Failed to establish a new connection after a while with BigQuery
yu-iskw opened this issue · comments
If I apply dbt-osmosis yaml refactor
to a log of dbt models, I got the subsequent error after a while consecutively.
I am assuming the issue was caused by the timeout of authentication, though I haven't looked into the implementation.
How can sove the issue?
- dbt-core: 1.6.2
- dbt-osmosis: 0.12.4
- dbt BigQuery setup
- Using impersonate service account
- No
job_execution_timeout_seconds
ERROR Error occurred while processing model osmosis.py:931
model.xxx.xxxxxxxxxxxxxxxxxxxx: Deadline of 600.0s exceeded
while calling target function, last exception: HTTPSConnectionPool(host='bigquery.googleapis.com', port=443): Max
retries exceeded with url:
/bigquery/v2/projects/xxxxxx/datasets/if_xxxx/tables/xxxxxxxxxxxxxxxxxxxxxx?pret
tyPrint=false (Caused by NewConnectionError('<urllib3.connection.HTTPSConnection object at 0x14198e950>: Failed to
establish a new connection: [Errno 8] nodename nor servname provided, or not known'))

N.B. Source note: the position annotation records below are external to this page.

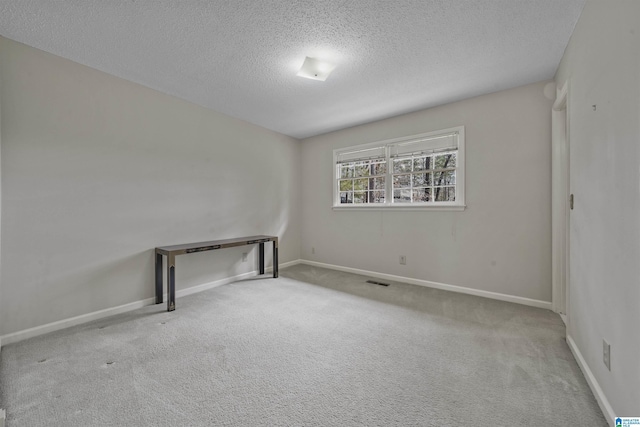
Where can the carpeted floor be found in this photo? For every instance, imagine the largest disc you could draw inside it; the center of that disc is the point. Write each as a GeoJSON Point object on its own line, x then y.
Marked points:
{"type": "Point", "coordinates": [313, 348]}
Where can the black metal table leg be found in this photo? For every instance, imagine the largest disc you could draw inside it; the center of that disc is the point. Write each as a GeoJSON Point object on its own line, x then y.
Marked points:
{"type": "Point", "coordinates": [275, 258]}
{"type": "Point", "coordinates": [171, 279]}
{"type": "Point", "coordinates": [261, 258]}
{"type": "Point", "coordinates": [159, 278]}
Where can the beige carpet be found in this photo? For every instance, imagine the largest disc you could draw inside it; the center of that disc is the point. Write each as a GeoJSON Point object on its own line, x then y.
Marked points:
{"type": "Point", "coordinates": [313, 348]}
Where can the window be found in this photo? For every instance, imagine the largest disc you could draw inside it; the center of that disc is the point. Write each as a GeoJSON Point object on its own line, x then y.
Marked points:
{"type": "Point", "coordinates": [419, 171]}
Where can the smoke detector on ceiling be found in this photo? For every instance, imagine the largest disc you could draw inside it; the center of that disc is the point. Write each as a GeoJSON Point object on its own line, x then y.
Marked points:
{"type": "Point", "coordinates": [315, 69]}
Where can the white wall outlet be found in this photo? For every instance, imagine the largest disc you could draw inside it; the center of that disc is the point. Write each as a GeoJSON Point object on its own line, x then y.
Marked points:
{"type": "Point", "coordinates": [606, 354]}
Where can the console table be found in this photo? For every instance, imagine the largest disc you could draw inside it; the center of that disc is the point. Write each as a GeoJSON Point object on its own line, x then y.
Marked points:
{"type": "Point", "coordinates": [188, 248]}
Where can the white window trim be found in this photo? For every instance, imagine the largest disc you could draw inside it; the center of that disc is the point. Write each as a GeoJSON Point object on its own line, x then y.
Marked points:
{"type": "Point", "coordinates": [458, 205]}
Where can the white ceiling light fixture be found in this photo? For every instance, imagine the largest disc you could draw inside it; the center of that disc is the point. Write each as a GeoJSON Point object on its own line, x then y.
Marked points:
{"type": "Point", "coordinates": [315, 69]}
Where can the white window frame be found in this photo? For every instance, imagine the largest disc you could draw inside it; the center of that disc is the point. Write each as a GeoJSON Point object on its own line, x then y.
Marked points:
{"type": "Point", "coordinates": [388, 146]}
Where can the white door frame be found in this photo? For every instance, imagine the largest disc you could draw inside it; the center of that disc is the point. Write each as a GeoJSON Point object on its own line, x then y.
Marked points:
{"type": "Point", "coordinates": [560, 192]}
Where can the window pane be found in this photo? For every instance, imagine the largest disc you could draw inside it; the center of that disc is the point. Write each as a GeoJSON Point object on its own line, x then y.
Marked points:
{"type": "Point", "coordinates": [362, 169]}
{"type": "Point", "coordinates": [445, 194]}
{"type": "Point", "coordinates": [421, 163]}
{"type": "Point", "coordinates": [346, 170]}
{"type": "Point", "coordinates": [378, 183]}
{"type": "Point", "coordinates": [380, 168]}
{"type": "Point", "coordinates": [401, 165]}
{"type": "Point", "coordinates": [360, 197]}
{"type": "Point", "coordinates": [346, 185]}
{"type": "Point", "coordinates": [422, 195]}
{"type": "Point", "coordinates": [401, 181]}
{"type": "Point", "coordinates": [346, 197]}
{"type": "Point", "coordinates": [445, 178]}
{"type": "Point", "coordinates": [402, 196]}
{"type": "Point", "coordinates": [377, 196]}
{"type": "Point", "coordinates": [445, 161]}
{"type": "Point", "coordinates": [361, 184]}
{"type": "Point", "coordinates": [421, 179]}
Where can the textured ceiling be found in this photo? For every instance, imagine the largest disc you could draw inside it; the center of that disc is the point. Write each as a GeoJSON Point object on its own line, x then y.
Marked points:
{"type": "Point", "coordinates": [240, 57]}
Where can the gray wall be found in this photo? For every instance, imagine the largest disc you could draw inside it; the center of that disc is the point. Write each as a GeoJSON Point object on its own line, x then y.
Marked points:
{"type": "Point", "coordinates": [500, 243]}
{"type": "Point", "coordinates": [602, 65]}
{"type": "Point", "coordinates": [97, 171]}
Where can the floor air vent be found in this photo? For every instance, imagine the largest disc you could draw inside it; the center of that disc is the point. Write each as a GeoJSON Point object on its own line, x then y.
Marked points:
{"type": "Point", "coordinates": [377, 283]}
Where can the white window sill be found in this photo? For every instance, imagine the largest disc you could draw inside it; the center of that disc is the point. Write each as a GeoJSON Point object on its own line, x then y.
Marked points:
{"type": "Point", "coordinates": [398, 207]}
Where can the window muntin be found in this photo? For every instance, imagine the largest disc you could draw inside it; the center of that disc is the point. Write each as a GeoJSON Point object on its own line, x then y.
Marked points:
{"type": "Point", "coordinates": [424, 170]}
{"type": "Point", "coordinates": [362, 181]}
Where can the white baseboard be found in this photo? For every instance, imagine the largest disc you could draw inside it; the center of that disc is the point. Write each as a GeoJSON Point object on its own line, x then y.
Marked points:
{"type": "Point", "coordinates": [603, 402]}
{"type": "Point", "coordinates": [436, 285]}
{"type": "Point", "coordinates": [100, 314]}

I encountered a similar error for a very large dbt project (1000+ models). When I want to run dbt-osmosis yaml refactor
in these cases, I do the following.
- 1: limit down the number of target models by using positional args
- 2: Create a catalog file in advance and specify the
--catalog-file
option when runningdbt-osmosis yaml refactor
.- This will make trial and error easier if you have a large number of model files.
- If you have a large number of model files, it takes time to generate catalog files, so I have created a script that can generate targeted catalog files.
- For more details, see the following https://www.yasuhisay.info/entry/2023/08/13/215127
Thank you for the comment. I already tried the approach. So, it would be good to how to resolve it on the dbt-osmosis side rather than the workaround.
I'm looking into googleapis/google-auth-library-python#1356 , as the issue looks similar to this issue. And I'm doubting there is any conflicts between the multithreading in dbt-osmosis and the Google Cloud packages in python.
Upstream issue closed. I also added a small change here a1c2109 too that while I am not 100% sure would solve this, I think could be a conflating factor. We have an adapter connection invalidation/refresh process because DbtCoreInterface (our thin interface layer that keeps us 1 layer abstracted from dbt core) was designed to be used in a long running Service like a proxy server or custom LSP. But dbt-osmosis is just a typical process which will saturate the connection pool then spin down.